La vaporwave est un genre de musique et une esthétique qui s’est développé dans les années 2010. La première particularité du style, c’est qu’il n’est pas associé à une zone géographique physique, à l’inverse de la majorité des courants musicaux. Ceux-ci proviennent d’une ville ou d’une région définit, et cette localisation est toujours en lien avec les spécificités ou le développement du genre. Par exemple, le son des machines et le contexte industriel de Detroit donnent ses caractéristiques à la techno. Déterminer une vraie origine géographique de la vaporwave n’est pas vraiment pertinent, ce qui le serait plus, ce serait de dire que son origine est Internet : les quasi seuls moyens de diffusion de ce genre étaient des plateformes en ligne de streaming audio, il n’y avait pas de scènes live identifiées, et tous les artistes postaient leur contenu anonymement sous un ou plusieurs pseudonymes différents. Tout cela a contribué à donner un aspect très flou et vaporeux à ce genre de musique et à la communauté qui l’a fait naître.
Ce qui permet la création de contenu musical et visuel au sein de cette communauté, c’est la diffusion, la modification, la mulitplication et le détournement de contenus, par cette masse d’individu, et ce, à partir d’un champ de référence commun. Les capacités de communication et d’échange qu’offre Internet permettent d’abolir la nécessité d’un rapprochement géographique des individus. Cela veut aussi dire que le contexte social et culturel partagé par tous les membres de cette communauté existe à une échelle bien plus importante que celle d’une ville, comme Detroit cité plus haut. Ce fonctionnement de communauté permet en théorie à n’importe quel individu humain d’en faire partie, mais le champ de références utilisé par les artistes vaporwave ressert quand même clairement leur origine culturelle, qui est pour la quasi-majorité occidentale.
Ce champ de références, donc, c’est la musique pop des années 80-90, les musiques d’ambiance (muzak), les malls et les supermarchés, les publicités télévisuelles, les vidéos promotionnelles d’entreprises… Globalement, tout ce qu’était la culture commerciale et consumériste américaine de ces années 80-90. À partir de ça, la manière la plus courante de produire un morceau de vaporwave va être de sampler ces contenus, puis de les ralenitr, de les découper et de les boucler, souvent de manière saccadée. Toutes ces modifications sont parfois extrêmement simples, en exemple : un des morceaux les plus connus de vaporwave, リサフランク420 / 現代のコンピュー de Macintosh Plus, est en fait la chanson It’s Your Move de Diana Ross, mais juste ralentie. Se rajoute à cela un traitement du son lo-fi, c’est-à-dire qui va chercher un appauvrissement de la qualité sonore, en émulant l’effet de bandes magnétiques par exemple, ce qui va accentuer un effet rétro déjà présent en utilisant ces vieux tubes.

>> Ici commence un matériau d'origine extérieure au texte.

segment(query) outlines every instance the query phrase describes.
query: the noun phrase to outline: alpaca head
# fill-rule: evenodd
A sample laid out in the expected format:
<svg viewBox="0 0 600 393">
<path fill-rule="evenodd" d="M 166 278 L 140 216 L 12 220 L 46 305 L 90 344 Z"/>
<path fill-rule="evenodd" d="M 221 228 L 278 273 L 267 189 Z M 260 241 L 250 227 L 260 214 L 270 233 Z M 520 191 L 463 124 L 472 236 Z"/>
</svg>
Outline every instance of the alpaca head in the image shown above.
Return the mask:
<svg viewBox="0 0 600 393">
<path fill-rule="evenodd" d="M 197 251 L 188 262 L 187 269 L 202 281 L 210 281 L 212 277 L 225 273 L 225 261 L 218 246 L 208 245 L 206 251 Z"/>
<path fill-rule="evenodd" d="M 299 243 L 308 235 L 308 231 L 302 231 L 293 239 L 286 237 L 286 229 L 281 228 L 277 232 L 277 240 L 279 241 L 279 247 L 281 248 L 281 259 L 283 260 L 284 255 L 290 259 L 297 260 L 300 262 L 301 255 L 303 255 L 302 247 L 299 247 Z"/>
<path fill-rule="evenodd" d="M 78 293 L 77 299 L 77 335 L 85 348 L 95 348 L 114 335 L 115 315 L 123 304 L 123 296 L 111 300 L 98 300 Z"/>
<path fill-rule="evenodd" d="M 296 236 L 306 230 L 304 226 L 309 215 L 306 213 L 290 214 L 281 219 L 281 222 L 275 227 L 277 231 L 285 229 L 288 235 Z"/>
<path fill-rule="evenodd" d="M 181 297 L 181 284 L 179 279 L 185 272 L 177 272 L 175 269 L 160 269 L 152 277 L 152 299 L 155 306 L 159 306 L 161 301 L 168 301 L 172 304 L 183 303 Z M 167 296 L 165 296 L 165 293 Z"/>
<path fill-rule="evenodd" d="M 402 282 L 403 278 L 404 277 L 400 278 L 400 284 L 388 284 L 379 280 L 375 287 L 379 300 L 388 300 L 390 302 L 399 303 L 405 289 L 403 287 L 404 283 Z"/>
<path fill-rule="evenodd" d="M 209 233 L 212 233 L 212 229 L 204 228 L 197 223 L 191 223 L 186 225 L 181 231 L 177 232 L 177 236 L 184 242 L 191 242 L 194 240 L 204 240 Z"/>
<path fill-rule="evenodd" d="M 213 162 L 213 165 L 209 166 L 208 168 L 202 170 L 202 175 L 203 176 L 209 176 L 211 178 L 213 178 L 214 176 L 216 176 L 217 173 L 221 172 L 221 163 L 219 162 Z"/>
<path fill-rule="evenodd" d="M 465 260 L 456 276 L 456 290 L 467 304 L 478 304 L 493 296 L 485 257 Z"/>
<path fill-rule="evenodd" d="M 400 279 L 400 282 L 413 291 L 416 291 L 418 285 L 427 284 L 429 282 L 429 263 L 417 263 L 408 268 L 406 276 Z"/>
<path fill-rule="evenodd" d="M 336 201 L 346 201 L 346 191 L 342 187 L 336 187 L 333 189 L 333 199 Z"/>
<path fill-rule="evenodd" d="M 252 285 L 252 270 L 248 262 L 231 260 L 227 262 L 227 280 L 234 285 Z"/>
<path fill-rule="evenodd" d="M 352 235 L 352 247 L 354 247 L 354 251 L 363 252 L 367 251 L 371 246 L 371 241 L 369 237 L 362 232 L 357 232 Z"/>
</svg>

L’origine de la vaporwave viendrait principalement de deux genres, antérieurs de quelques années : la chillwave et l’hypnagogic pop. Ils partagent tous les trois les mêmes sonorités rétro/analogique, des modèles de diffusion assez similaires, et chacun génèrent des ambiances mélancoliques ou nostalgiques. Leurs frontières sont très floues et ils peuvent être facilement confondus. Si en teme de style, l’hypnagogic pop possède déjà presque tout ce qui fait la vaporwave, à savoir le sample chaotique et répétitif de tubes des années 80-90, celle-ci se différencie en étant souvent vu comme une réaction parodique à la chillwave, ce qui lui confère, justement avec cette aspect parodique, un positionnement presque politique, qui sera très vite affirmé, mais aussi une ambiguité notamment par rapport au champ culturel commercial utilisé.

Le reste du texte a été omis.